Par Heinz Schneider (texte) et Irene Schneider (photos)

Nous le savons bien : derrière de nombreux ateliers de carrosserie suisses se cache plus de dramaturgie que dans un orage estival ordinaire au Tessin. Pourtant, l’histoire de la Carrozzeria Moderna SA parvient encore à surprendre les initiés – notamment parce que l’établissement a été fondée en 1950 non seulement par des carrossiers, mais aussi par un entrepreneur en bâtiment passionné d’automobiles : Armando Boldrini. Un homme qui, dans sa vie privée, se promenait au volant d’un cabriolet Alvis, carrossé par Graber – un poème sur quatre roues. Et comme Boldrini ne semblait pas seulement s’intéresser aux belles lignes, mais aussi aux grands projets, il a érigé, sous le soleil de Locarno, un bâtiment qui impressionne encore aujourd’hui : 80 mètres de long, 25 de large, sans un seul pilier. Une cathédrale d’atelier, dans laquelle on entrerait presque avec le chapeau levé.

A l’équipe d’alors appartenait non seulement le directeur commercial Fulvio Mattei, mais aussi, comme force motrice, un jeune homme venu d’Altstätten (SG), nommé Enrico Flückiger. Il eut très tôt le courage de déplacer son centre de vie au Tessin – convaincu que la Carrozzeria Moderna deviendrait un jour une adresse incontournable du canton pour la réparation des véhicule accidentés. Les visionnaires n’ont parfois besoin que d’une caisse à outils, de patience – et d’une bonne intuition. Enrico avait visé juste : il gravit les échelons, devint finalement actionnaire majoritaire et marqua l’entreprise pendant des décennies.

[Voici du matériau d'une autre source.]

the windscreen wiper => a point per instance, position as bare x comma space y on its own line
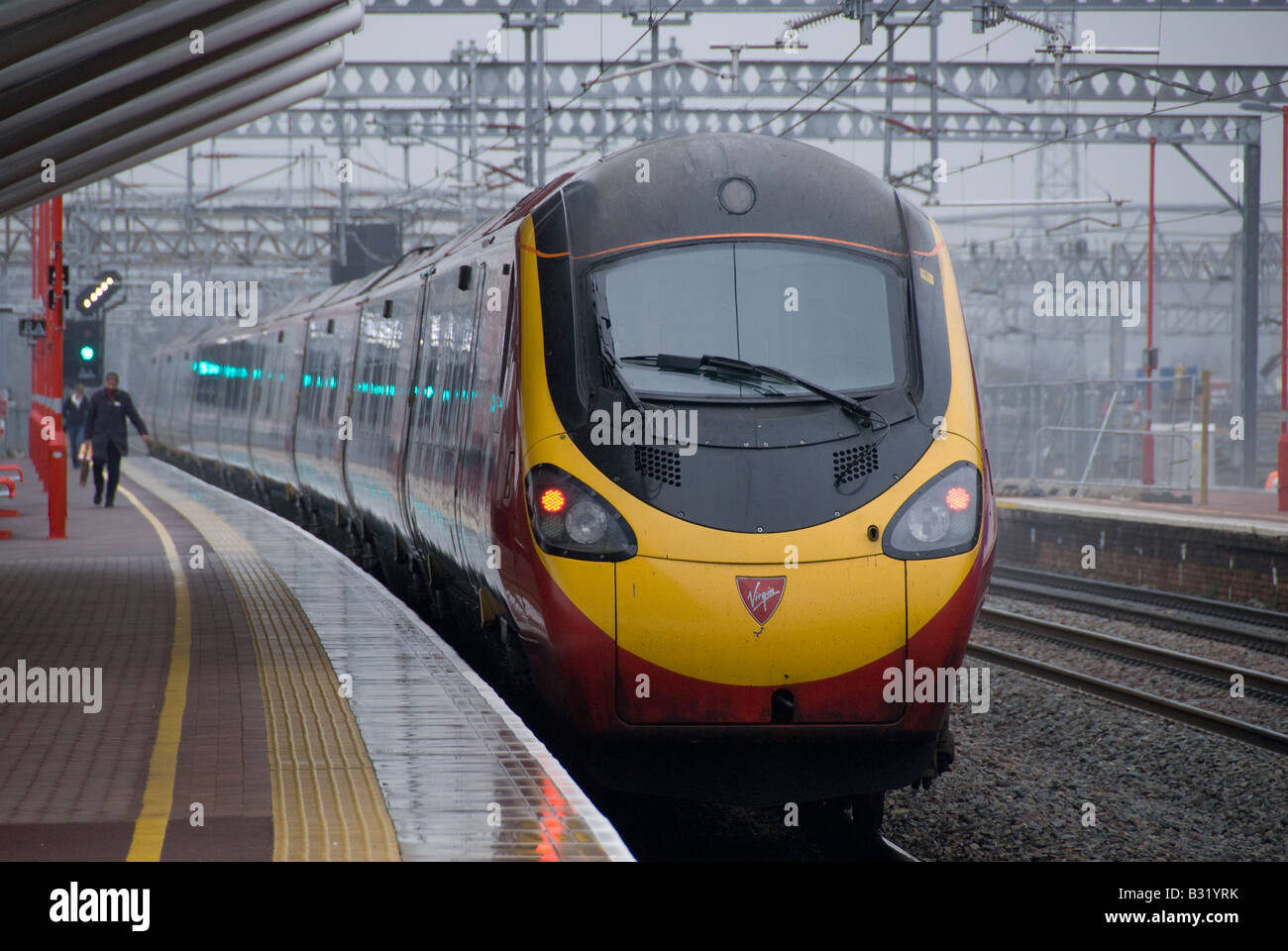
671, 361
599, 304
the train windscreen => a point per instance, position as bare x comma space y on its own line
832, 317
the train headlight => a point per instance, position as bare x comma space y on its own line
941, 518
572, 519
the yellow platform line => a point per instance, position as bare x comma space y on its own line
159, 792
327, 803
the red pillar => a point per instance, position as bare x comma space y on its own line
1147, 450
50, 455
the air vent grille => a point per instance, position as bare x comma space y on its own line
662, 466
853, 464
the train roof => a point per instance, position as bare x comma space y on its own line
795, 189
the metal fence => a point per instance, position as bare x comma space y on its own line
1094, 432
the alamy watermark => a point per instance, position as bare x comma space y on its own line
1087, 299
24, 685
913, 685
179, 298
645, 428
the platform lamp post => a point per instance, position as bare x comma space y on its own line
1283, 302
1283, 324
1146, 462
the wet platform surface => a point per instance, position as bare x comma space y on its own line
261, 697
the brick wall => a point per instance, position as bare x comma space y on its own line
1211, 564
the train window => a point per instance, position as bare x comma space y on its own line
833, 317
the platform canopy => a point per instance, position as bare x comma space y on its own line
90, 88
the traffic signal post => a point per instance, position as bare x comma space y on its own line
47, 444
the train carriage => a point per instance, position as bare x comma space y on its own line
696, 433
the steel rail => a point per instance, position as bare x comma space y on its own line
1137, 699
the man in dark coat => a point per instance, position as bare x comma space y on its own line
104, 428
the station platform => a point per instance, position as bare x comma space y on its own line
189, 677
1235, 548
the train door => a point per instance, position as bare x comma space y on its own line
467, 351
412, 373
482, 431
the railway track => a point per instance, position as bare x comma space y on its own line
1175, 661
1257, 628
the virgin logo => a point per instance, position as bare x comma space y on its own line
761, 595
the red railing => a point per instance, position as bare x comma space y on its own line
47, 444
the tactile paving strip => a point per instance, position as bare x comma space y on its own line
463, 778
326, 799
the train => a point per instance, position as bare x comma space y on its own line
691, 436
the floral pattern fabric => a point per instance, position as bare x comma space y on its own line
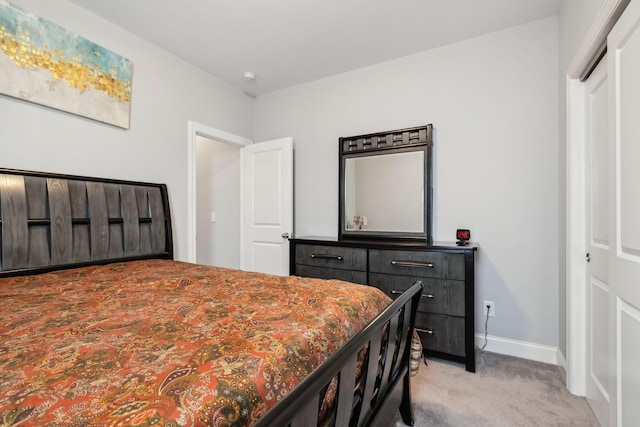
166, 343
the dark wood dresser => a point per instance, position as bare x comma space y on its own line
446, 315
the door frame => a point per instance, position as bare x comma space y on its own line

En 1995, il transmit son trousseau de clé à son fils Paolo, alors âgé de 58 ans, carrossier-tôlier de formation, fort d’un chapitre d’apprentissage chez Mowag à Kreuzlingen. Paolo, entre-temps devenu actionnaire unique, apporta non seulement de l’expérience, mais aussi une forme de persévérance tranquille, rare dans le métier mais précieuse. Grâce à ses investissements, ses modernisations et son sens sûr de l’évolution du secteur, il a assuré l’avenir de la Carrozzeria pour les décennies à venir.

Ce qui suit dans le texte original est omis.